L’analisi tende non solo alla narrazione del fatto in sé ma contiene, quasi sempre, un “affaccio” sulle conseguenze più o meno immediate che l’incursione delle donne in uno spazio prima riservato esclusivamente agli uomini ha prodotto o produrrà. Ne è una prova, apparentemente banale, visto il tema, ma in fondo molto significativa negli esiti, la «femminilizzazione della cucina e dell’editoria a essa collegata» agli inizi del secolo scorso, che determina la creazione di due «livelli di competenza» ossia un livello alto, fortemente qualificato e maschile e un livello basso, fatto di una cucina che punta sull’utilizzo di ingredienti semplici e sani e, dunque, femminile.
Tuttavia, la conquista delle donne di spazi sempre più vasti del racconto storico, consente all’autore di rivedere e scrivere in modo nuovo la Storia stessa. Valga come esempio fra tutti, la storia della prima guerra mondiale: raccontata comunemente come conflitto e ridefinizione dei rapporti fra gli Stati, può essere ripensata e presentata, secondo lo storico, in modo nuovo come ridefinizione dei rapporti sociali interni agli Stati dal momento che le donne sono riconosciute le vere protagoniste degli anni bellici del primo Novecento.
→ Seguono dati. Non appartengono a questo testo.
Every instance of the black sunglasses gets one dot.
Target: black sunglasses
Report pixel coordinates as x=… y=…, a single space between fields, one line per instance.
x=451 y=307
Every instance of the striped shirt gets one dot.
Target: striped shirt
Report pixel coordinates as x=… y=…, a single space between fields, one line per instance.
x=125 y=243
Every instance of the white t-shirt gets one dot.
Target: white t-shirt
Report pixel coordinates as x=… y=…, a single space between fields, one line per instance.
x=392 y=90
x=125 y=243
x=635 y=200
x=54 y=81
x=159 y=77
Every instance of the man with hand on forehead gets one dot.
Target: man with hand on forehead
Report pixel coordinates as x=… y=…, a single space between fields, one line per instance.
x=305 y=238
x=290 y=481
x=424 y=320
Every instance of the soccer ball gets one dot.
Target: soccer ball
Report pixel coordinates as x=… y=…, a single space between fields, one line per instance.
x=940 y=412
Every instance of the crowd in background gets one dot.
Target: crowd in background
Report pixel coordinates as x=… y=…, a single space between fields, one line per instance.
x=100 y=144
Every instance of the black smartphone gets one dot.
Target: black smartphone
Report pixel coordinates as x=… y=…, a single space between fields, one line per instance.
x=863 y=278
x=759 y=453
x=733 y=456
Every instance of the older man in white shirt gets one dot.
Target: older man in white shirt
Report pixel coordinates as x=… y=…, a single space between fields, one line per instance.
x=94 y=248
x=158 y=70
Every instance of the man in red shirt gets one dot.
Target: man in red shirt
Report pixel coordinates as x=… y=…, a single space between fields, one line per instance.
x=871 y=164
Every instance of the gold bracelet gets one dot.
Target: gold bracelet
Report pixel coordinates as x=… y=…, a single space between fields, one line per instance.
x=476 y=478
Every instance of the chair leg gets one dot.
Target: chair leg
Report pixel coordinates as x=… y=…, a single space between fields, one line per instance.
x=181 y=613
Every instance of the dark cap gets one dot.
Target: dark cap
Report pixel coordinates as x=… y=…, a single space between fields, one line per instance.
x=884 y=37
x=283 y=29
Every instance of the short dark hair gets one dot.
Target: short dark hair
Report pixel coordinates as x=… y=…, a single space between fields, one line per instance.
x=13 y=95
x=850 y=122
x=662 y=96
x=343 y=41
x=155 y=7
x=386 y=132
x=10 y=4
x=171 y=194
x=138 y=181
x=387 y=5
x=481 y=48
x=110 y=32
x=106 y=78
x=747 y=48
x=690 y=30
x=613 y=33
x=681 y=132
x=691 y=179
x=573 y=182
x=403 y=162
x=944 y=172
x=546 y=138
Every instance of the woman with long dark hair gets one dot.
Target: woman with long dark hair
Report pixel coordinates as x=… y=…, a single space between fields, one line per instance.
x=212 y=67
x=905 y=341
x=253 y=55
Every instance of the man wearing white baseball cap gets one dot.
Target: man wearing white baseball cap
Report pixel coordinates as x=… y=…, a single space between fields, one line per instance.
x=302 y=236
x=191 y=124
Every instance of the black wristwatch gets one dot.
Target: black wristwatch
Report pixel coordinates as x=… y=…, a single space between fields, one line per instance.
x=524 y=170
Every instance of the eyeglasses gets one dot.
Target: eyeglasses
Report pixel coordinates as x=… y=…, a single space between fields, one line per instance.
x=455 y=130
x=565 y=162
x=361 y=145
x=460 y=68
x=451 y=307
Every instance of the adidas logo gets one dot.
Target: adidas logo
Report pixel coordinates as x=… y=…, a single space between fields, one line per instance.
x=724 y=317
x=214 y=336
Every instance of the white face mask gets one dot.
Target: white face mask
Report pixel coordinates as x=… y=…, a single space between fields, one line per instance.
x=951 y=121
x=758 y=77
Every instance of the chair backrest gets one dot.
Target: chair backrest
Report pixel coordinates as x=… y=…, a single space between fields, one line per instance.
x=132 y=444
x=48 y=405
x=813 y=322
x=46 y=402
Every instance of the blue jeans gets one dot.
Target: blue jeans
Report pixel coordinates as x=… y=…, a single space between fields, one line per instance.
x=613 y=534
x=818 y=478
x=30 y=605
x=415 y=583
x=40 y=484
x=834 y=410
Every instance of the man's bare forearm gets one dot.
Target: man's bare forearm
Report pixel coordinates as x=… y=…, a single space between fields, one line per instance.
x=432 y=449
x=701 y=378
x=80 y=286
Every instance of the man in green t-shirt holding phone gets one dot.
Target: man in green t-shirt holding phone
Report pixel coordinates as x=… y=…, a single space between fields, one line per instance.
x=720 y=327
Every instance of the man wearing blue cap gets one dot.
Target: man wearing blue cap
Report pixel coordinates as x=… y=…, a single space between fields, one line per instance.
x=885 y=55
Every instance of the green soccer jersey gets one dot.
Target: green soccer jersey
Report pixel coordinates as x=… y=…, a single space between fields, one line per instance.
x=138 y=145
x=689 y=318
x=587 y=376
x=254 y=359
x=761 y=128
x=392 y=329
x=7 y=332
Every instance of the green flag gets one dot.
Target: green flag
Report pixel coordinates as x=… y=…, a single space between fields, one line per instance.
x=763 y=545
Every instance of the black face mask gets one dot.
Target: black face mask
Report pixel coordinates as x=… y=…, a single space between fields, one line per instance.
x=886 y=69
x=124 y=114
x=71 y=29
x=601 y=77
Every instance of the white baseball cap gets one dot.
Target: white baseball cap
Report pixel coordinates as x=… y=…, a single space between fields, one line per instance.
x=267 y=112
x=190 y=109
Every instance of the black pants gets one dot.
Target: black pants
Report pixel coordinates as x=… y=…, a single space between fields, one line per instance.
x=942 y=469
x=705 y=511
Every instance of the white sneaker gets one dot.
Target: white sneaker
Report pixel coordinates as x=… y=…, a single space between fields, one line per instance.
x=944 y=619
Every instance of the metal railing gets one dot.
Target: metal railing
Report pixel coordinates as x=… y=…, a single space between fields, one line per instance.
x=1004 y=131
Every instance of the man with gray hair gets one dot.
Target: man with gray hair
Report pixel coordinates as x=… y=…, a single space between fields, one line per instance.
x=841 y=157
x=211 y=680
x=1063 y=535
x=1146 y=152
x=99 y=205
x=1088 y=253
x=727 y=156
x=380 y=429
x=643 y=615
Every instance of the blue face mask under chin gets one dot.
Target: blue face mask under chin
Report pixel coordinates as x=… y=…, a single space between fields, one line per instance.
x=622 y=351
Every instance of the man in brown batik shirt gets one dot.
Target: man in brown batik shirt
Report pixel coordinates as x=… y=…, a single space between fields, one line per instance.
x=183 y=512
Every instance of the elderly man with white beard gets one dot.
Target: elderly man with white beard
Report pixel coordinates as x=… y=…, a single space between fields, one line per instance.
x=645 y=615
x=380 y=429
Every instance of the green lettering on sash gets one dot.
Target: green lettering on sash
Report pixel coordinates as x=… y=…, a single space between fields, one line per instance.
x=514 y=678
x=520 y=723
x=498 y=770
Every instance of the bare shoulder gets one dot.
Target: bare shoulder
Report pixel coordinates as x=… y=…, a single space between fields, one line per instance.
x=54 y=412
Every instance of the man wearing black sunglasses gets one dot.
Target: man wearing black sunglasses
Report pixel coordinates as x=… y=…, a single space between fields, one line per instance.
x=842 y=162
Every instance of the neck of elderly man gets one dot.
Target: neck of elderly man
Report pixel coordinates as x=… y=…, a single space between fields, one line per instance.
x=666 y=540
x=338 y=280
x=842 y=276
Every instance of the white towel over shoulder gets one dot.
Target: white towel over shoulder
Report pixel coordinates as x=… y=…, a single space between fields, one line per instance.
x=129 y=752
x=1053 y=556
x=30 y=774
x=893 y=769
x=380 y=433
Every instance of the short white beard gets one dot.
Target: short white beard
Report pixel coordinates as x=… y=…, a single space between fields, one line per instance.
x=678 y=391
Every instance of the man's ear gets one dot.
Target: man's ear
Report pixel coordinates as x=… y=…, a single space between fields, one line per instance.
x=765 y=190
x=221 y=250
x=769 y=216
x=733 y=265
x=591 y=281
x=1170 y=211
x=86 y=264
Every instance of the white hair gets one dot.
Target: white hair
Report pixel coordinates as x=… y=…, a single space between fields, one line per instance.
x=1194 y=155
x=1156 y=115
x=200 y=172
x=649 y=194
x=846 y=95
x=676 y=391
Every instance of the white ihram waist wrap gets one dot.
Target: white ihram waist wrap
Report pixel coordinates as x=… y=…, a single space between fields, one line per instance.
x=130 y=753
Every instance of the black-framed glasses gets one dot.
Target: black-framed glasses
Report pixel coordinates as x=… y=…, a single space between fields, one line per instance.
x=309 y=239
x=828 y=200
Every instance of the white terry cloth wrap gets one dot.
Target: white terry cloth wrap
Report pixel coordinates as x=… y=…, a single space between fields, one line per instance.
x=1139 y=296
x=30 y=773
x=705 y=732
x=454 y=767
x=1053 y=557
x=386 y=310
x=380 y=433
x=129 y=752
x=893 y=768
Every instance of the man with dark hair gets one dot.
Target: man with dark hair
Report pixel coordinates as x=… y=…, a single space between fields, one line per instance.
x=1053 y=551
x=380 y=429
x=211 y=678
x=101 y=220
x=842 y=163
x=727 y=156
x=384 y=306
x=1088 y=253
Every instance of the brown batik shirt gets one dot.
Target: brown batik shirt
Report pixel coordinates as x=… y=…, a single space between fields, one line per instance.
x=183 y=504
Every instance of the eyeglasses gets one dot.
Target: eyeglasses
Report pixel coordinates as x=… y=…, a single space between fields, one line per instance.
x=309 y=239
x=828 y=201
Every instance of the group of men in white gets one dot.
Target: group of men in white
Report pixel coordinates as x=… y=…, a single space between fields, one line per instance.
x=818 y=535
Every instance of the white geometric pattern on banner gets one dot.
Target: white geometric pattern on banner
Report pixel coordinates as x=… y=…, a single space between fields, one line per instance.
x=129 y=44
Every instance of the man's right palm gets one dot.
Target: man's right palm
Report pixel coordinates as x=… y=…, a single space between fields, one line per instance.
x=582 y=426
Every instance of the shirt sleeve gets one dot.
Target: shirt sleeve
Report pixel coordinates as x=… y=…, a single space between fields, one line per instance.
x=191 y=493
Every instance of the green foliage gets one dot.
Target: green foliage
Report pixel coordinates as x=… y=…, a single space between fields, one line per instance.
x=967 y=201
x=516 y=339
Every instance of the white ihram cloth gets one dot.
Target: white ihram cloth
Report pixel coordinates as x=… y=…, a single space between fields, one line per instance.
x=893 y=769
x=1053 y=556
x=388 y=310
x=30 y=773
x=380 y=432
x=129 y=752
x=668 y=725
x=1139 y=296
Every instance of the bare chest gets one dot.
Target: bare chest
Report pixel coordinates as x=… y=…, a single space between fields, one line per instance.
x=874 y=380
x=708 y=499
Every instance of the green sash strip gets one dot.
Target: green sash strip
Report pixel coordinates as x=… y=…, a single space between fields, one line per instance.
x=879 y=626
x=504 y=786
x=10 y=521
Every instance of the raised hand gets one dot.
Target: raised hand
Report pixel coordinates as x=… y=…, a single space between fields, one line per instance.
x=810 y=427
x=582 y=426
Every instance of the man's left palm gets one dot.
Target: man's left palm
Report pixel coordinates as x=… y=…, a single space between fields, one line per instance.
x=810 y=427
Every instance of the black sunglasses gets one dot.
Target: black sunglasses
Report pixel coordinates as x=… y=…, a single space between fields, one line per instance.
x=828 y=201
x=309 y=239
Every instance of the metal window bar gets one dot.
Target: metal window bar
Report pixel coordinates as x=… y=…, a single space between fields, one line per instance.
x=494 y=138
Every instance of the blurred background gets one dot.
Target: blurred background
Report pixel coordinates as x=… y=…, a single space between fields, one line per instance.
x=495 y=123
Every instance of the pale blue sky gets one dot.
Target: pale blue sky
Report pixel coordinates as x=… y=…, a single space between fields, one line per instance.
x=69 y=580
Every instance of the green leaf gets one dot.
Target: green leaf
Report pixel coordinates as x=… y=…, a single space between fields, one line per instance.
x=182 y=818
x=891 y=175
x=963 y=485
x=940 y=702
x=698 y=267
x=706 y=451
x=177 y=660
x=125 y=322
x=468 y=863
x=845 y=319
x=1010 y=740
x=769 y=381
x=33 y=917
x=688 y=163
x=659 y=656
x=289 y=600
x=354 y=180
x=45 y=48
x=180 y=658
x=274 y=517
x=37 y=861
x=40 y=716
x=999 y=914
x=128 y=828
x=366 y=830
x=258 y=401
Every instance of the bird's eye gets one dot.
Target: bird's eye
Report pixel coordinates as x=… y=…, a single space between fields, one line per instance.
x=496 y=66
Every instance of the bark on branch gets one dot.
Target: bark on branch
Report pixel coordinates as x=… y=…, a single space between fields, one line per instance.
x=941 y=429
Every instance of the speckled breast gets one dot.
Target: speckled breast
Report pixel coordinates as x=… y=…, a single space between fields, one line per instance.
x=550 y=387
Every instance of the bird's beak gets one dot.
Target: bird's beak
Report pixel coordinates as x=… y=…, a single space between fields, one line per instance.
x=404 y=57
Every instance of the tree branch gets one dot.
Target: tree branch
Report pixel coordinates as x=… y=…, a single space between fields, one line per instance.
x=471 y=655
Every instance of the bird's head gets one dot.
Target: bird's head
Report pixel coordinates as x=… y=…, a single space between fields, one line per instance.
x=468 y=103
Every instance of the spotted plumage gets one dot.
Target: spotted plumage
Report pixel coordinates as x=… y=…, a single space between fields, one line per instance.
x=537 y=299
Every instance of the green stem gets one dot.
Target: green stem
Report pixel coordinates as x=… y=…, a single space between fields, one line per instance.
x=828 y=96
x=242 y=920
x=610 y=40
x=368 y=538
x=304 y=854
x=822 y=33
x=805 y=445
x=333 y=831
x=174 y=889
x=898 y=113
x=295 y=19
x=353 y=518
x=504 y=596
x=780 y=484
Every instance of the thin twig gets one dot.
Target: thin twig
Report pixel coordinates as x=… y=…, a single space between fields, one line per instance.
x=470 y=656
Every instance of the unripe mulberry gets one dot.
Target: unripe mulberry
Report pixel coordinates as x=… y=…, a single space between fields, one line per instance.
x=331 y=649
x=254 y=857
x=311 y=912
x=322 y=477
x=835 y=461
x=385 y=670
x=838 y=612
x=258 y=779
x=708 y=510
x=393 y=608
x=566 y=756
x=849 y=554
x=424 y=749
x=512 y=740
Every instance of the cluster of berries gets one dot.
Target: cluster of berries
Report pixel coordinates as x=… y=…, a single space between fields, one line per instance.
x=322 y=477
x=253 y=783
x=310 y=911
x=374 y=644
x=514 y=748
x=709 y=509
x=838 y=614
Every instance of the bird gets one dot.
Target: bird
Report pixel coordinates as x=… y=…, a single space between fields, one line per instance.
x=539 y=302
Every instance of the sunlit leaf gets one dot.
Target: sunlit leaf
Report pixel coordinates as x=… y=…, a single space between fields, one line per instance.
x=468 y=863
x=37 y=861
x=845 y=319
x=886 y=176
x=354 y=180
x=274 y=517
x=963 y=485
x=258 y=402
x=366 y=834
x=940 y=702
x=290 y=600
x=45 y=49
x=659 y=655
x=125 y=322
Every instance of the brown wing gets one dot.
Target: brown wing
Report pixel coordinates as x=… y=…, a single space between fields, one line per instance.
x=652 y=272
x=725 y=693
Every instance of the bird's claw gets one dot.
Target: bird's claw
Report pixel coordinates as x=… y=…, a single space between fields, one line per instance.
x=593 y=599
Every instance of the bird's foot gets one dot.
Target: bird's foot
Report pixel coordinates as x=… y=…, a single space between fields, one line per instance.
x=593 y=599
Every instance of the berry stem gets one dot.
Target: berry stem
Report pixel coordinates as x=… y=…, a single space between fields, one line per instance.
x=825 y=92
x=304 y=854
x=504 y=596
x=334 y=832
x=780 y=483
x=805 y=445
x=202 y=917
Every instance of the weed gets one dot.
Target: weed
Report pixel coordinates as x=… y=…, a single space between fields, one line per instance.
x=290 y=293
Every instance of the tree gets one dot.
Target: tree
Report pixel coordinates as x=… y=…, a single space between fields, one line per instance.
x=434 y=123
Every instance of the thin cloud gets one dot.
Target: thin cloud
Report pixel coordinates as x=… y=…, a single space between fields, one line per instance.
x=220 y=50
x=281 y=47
Le fratture della memoria non è solo un libro di storia delle donne ma un libro di riflessioni per gli uomini quanto per le donne stesse alla luce del loro passato più o meno recente: il paragrafo dal titolo Simmetrie mancate, in cui si denuncia il «clamoroso silenzio» di alcune donne di fronte all’approccio tutt’oggi sessista della lingua italiana, o i ritratti non proprio rassicuranti di alcuni profili femminili della politica italiana degli ultimi anni e dei giorni nostri, costituiscono un vero e proprio finale aperto che fa di questo libro, non solo un must have delle nostre biblioteche, come ha recentemente scritto la professoressa Silvia Boero, ma un prezioso e, quanto mai, necessario strumento di ripensamenti.